Posted by carcassi on November 12, 2008 at 7:59 AM PST

A few months ago, we had to decide which technology to use for the front end gui of our project. We ended up choosing Swing/Applets due to the progress that they both have done in the past couple of years. To name a few: better deployment for applets, SwingX components, the NetBeans graph library and the overall speed and PLAF fidelity improvements. (Given the turmoil in the blogosphere, we will see whether I will need to revisit my choice in a couple of years... but that's another story. And decision always need to be revisited... ;-) ).

One of the requirement I had, was to give the ability to the user to create pieces of my work and create their own pages. Given that I am lazy, and I didn't want to implement every call to every possible scenario, I said to myself: "Why don't I just give them access to the Swing events?". That way I can simply design my Swing widget, and they are automatically Swing widgets and "Javascript" widgets.

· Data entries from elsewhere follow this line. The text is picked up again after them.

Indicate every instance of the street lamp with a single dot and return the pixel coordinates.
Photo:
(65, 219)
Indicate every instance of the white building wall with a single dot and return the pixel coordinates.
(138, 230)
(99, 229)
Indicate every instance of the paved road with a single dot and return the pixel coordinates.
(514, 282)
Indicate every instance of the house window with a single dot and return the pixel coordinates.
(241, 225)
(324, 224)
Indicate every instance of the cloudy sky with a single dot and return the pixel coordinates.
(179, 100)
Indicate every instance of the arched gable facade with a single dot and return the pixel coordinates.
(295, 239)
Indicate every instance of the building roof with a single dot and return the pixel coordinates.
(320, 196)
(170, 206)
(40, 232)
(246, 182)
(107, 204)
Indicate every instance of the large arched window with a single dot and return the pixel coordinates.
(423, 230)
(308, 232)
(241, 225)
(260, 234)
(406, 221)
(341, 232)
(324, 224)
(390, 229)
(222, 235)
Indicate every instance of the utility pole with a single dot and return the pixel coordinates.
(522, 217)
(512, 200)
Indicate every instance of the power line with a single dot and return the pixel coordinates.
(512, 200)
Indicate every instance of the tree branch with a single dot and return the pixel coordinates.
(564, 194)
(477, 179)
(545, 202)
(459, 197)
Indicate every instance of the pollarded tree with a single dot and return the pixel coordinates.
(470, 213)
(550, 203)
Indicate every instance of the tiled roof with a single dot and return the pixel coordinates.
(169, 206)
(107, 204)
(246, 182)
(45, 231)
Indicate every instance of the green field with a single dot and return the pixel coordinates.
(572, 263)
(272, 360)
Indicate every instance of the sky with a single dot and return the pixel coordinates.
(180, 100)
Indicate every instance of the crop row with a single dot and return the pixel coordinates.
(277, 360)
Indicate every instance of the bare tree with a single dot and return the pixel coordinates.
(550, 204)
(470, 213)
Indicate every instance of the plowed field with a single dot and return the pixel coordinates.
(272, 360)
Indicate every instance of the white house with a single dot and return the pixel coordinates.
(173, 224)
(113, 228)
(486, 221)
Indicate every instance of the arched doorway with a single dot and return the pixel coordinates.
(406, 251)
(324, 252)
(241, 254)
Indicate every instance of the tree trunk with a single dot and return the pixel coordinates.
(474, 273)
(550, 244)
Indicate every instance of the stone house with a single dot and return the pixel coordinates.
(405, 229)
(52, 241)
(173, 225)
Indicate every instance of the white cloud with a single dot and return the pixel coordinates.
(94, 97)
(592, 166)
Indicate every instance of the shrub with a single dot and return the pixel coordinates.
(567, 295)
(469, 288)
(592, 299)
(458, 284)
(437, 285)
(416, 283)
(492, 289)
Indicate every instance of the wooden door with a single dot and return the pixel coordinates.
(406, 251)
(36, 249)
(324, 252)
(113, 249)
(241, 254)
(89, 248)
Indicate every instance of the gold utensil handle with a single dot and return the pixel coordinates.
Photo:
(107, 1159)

The idea is the following: let us assume I have a JList full of ComponentType objects, which have a Manufacturer, a description String and a couple of other properties. I want to put that JList in an applet, have some javascript called when an item is selected which fills some HTML fields. I have something like:

  function componentTypeChanged(res1) {
    document.getElementById('manufacturer').value = res1.getSource().getSelectedValue().getManufacturer().toString();
    document.getElementById('description').value = res1.getSource().getSelectedValue().getDescription().toString();
    document.getElementById('ffactor').value = res1.getSource().getSelectedValue().getFormFactor().toString();
    document.getElementById('name').value = res1.getSource().getSelectedValue().getName();
  }

  document.applet1.registerEvent("valueChanged","componentTypeChanged");

The core of the work is done this class, which is amazingly small for what it does. The entry point is a single static method:

public class JavaScriptEventBridge {
  public static void registerEvent(Object jObject, String eventName, String jsFn, JSObject win) {
    ...

You give it a JavaObject (i.e. a JList), an eventName (a method name of a listener, such "valueChanged"), a JavaScript function name (i.e. "componentTypeChanged") and a JavaScript object on which that method can be called. What the method does is introspect the Java Object, find out which Listener implements that method call, creates a Proxy object of that Listener type that responds to the event by calling the javascript method.

It may sound complicated, but if you look at the implementation it's less than 100 lines of code (counting all the empty lines).

The question is: is this something that is interesting only to me? Or should we have something like this in Java?